Akhisar Masaj Salonu

 

“Babam bu türden bir ittifaktan kaçınma konusunda aldığı karardan fazlaca emindi. Ve bu kararı almasına yol açan sebeplerin, geçen hafta, geçen yıl yada son on yıl içinde değişmediğine inanıyorum. Benim görevim, ülkem için en iyisini düşünmektir.” “Bunu Levana ya bildirdiniz mi?” “Ona yalan söylemedim.”Akhisar Masaj Salonu “Peki, bir sonraki hamlesi ne olacak?” dedi Avrupa Başbakanı Bromstad. Şefkatli gözlere sahip, sarı saçlı bir adamdı. “Ne olabilir ki?” dedi Kai. “bizler bu isteğine boyun eğene kadar, ortaya daha çok pazarlık konusu öne sürmeyi planlıyor.” Ekranlardakiler birbirlerine baktılar.

 

Torin’in dudaklarının rengi attı ve gözleriyle Kai’yi mevzuya daha ılımlı yaklaşmaya davet eder gibiydi. Kai, Torin’in antidottan bahsetmeyi düşünmediğini tahmin ediyordu -en azından bir sonraki hamlelerinin ne olması gerektiğine karar verilinceye kadar- ama letumosis, tüm dünyayı etkileyen bir salgındı. Dünyanın öteki liderlerinin de bir antidotun var bulunduğunu bilmeye hakları vardı. Kısaca minimumından, Levana’nın bu konuda yalan söylemediği var sayılırsa.
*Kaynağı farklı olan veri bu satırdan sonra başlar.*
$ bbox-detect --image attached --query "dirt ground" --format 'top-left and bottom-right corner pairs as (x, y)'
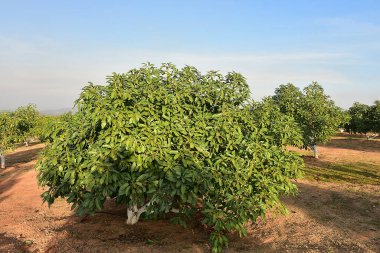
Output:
(0, 138), (380, 252)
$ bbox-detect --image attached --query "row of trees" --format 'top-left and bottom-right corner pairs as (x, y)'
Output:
(36, 64), (346, 252)
(272, 82), (349, 158)
(345, 100), (380, 134)
(0, 104), (59, 168)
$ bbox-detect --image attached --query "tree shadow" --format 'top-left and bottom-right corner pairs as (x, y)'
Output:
(0, 146), (42, 203)
(45, 200), (210, 253)
(303, 156), (380, 185)
(284, 183), (380, 237)
(321, 138), (380, 153)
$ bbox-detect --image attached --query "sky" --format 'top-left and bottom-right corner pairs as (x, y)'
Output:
(0, 0), (380, 110)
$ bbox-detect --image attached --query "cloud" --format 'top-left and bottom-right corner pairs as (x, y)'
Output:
(0, 39), (366, 109)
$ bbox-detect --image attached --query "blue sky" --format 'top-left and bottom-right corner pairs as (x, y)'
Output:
(0, 0), (380, 110)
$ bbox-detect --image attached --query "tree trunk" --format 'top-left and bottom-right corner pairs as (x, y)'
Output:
(126, 205), (148, 225)
(0, 153), (5, 169)
(313, 144), (319, 159)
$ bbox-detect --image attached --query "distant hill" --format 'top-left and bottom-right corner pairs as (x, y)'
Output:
(40, 108), (73, 115)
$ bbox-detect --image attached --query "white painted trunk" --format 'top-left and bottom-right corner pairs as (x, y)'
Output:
(126, 203), (149, 225)
(313, 145), (319, 159)
(0, 154), (5, 169)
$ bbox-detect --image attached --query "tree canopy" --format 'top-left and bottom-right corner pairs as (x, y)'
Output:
(37, 64), (303, 252)
(273, 82), (347, 157)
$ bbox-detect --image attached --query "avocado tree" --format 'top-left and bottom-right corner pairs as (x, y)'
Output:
(0, 112), (20, 169)
(273, 82), (348, 158)
(36, 64), (303, 252)
(13, 104), (39, 146)
(346, 102), (371, 134)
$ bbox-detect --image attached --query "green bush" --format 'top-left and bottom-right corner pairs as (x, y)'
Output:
(36, 64), (303, 252)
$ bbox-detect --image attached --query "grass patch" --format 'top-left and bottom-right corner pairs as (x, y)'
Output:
(305, 162), (380, 185)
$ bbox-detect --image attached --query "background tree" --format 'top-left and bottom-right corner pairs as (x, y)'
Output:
(0, 112), (20, 169)
(273, 82), (347, 158)
(346, 102), (371, 134)
(368, 100), (380, 134)
(37, 64), (303, 252)
(272, 83), (303, 115)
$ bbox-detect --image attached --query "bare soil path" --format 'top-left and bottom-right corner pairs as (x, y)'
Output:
(0, 142), (380, 252)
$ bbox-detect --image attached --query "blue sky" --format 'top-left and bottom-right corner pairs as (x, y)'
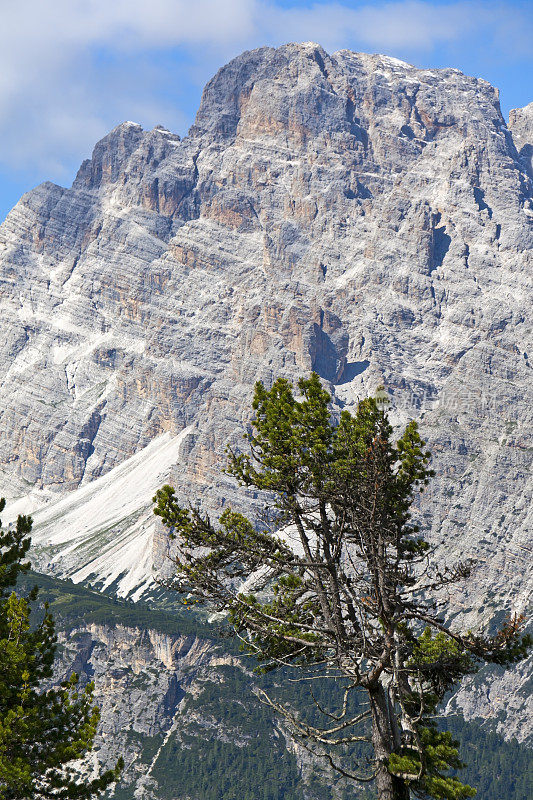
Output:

Kai derin bir nefes aldı ve ellerini masanın üstüne koydu. “Levana, letumosise bir çare bulduğunu iddia ediyor.”Akhisar Masaj Salonu  Liderler, ağızlarını açamayacak kadar sersemlemişlerdi, ekranlar sanki şaşkınlıkla çıtırdıyor gibiydi. “Yanında bir tek doz getirmiş. Bu dozu araştırma ekibimize teslim ettim. Gerekli incelemeyi yapmadan, bunun gerçek bir antidot olup olmadığından kesin olamayız. Eğer gerçekse, o zaman da bu antidotu çoğaltmanın bir yolunu bulmamız gerekiyor. “Peki ya çoğaltamazsak?”